Pour ce qui est de la délicatesse, le lecteur la retrouvera dans la façon de faire dialoguer la vision libérale britannique avec le républicanisme français, comme dans le travail des rebondissements de l’intrigue. « Mes précédents livres étaient plus à fleur de peau, ils étaient très proches de mon ressenti vis-à-vis de la haute société parisienne », explique Clémentine Beauvais, évoquant son année d’hypokhâgne et sa « colère face au broyage psychologique et à l’esprit de compétition délirant cultivé entre les étudiants ». A l’instar de La Pouilleuse (Sarbacane, 2012), inspiré de l’affaire du gang des barbares, mais dans un lycée de l’élite parisienne.

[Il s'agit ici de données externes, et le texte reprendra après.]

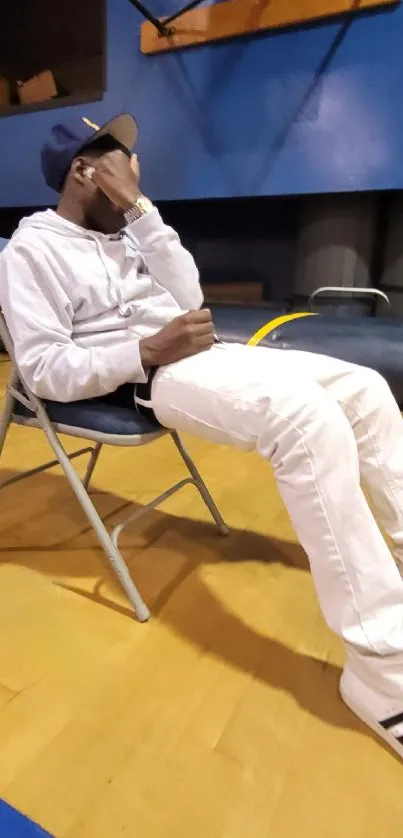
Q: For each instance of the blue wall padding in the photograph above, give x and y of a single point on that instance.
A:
(15, 825)
(305, 110)
(369, 341)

Partie de croquet avec europhobes

Dans Brexit romance, l’écrivaine française exprime à voix haute ses remarques personnelles depuis son installation outre-Manche. Par exemple, son premier choc culturel, « la bienveillance des Britanniques, leur suspension du jugement ». Ou à l’inverse, « le manque de spontanéité britannique qui semble le pendant du côté impulsif français ».

Des traits de caractère qui infusent des dialogues savoureux et des situations cocasses ou enflammées autour du féminisme, de la laïcité, du racisme, des privilèges. « Je trouvais rafraîchissant de montrer une autre culture, en révélant les points aveugles de la tienne », défend-elle.

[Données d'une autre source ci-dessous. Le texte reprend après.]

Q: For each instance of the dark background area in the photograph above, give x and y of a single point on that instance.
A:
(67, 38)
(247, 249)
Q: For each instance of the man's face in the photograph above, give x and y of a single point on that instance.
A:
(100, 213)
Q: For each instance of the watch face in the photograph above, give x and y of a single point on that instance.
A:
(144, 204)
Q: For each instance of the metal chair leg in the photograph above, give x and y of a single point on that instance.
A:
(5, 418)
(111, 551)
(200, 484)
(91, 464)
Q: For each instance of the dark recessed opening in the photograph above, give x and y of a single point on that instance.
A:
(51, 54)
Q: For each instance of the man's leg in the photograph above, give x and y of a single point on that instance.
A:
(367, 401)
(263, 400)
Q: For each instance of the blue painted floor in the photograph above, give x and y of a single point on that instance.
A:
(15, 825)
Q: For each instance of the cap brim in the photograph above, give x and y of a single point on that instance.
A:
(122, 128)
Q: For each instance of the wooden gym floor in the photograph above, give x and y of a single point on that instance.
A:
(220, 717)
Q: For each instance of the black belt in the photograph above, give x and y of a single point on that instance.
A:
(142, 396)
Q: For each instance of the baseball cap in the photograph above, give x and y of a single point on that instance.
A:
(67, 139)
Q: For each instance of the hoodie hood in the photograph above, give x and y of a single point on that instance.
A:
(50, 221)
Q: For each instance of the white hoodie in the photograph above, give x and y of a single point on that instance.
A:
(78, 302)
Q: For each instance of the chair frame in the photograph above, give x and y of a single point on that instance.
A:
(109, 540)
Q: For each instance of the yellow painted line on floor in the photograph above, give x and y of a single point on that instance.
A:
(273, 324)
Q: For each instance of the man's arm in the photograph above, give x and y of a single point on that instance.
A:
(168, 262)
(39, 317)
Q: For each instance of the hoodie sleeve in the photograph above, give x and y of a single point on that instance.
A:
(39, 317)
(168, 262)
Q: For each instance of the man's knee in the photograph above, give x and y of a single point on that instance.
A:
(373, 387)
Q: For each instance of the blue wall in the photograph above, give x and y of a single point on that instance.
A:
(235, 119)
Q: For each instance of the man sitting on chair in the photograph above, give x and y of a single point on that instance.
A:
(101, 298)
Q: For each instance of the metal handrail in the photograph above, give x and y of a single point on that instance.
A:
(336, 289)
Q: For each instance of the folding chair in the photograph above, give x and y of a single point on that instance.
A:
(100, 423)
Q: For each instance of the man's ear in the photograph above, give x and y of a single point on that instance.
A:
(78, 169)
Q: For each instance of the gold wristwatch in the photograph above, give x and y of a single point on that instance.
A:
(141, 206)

Un peu comme si, au fil des actes du roman, le docteur Clémentine se disputait avec Mrs Beauvais. Il y a, par exemple, cette scène où Marguerite, naïve héroïne fascinée par l’aristocratie anglaise, se retrouve coincée dans une partie de croquet lors d’un pique-nique organisé par des membres du UKIP – le parti europhobe. Ou celle confrontant Pierre, lors d’une soirée vin-tricot-club de lecture, aux lacunes de ses connaissances en féminisme et antiracisme. « C’est une scène un peu osée parce que le débat est important, mais la situation comique ; j’y suis un peu moqueuse », confesse Clémentine Beauvais.

« Vous savez, il y a ces personnes qui sont des raisonneurs, souvent de gauche, hyperconnectés et qui sont toujours en avance sur le dernier combat, la polémique en date. Elles ont fondamentalement raison, mais arrivent à vous faire sentir bête ou à court d’arguments parce que vous n’aviez pas entendu parler de ce combat. »

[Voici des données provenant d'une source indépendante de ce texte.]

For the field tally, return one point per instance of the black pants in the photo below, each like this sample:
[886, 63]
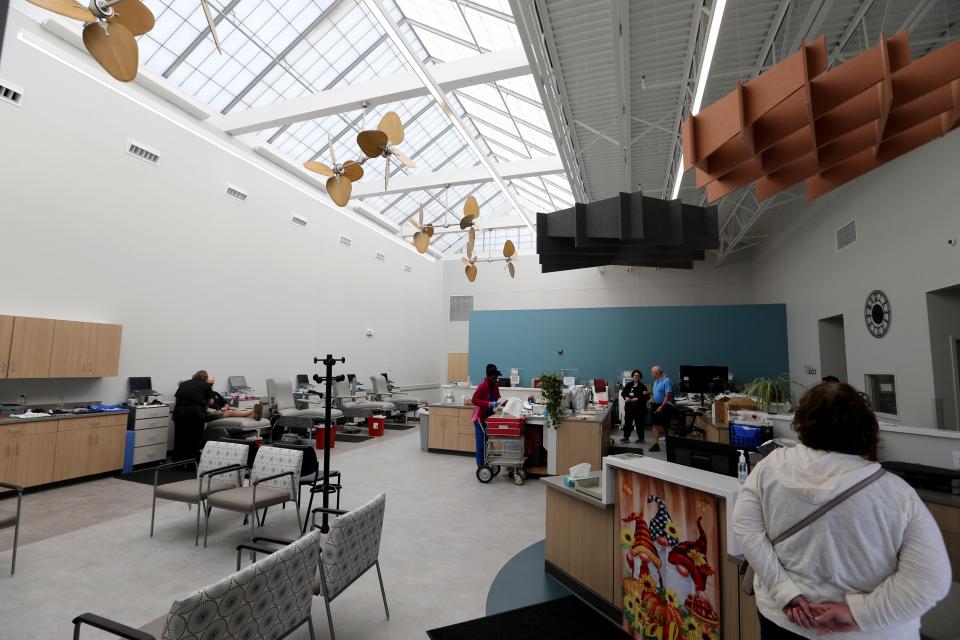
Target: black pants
[631, 420]
[772, 631]
[188, 432]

Moqueur, oui. Tendre, certainement. Avec une écriture maîtrisée, allant et venant entre la rhétorique des réseaux sociaux et un langage châtié. La romancière a aussi pris le risque d’écrire un livre éphémère, périssable pour mieux parler de son temps. Et, à une époque où tout va vite, à l’heure des start-up, de Tinder et de WhatsApp, elle réussit à livrer une déclaration aigre-douce sur la jeunesse européenne, l’engagement politique… et même l’amour.

Brexit romance, de Clémentine Beauvais, éd. Sarbacane, 456 pages, 17 euros.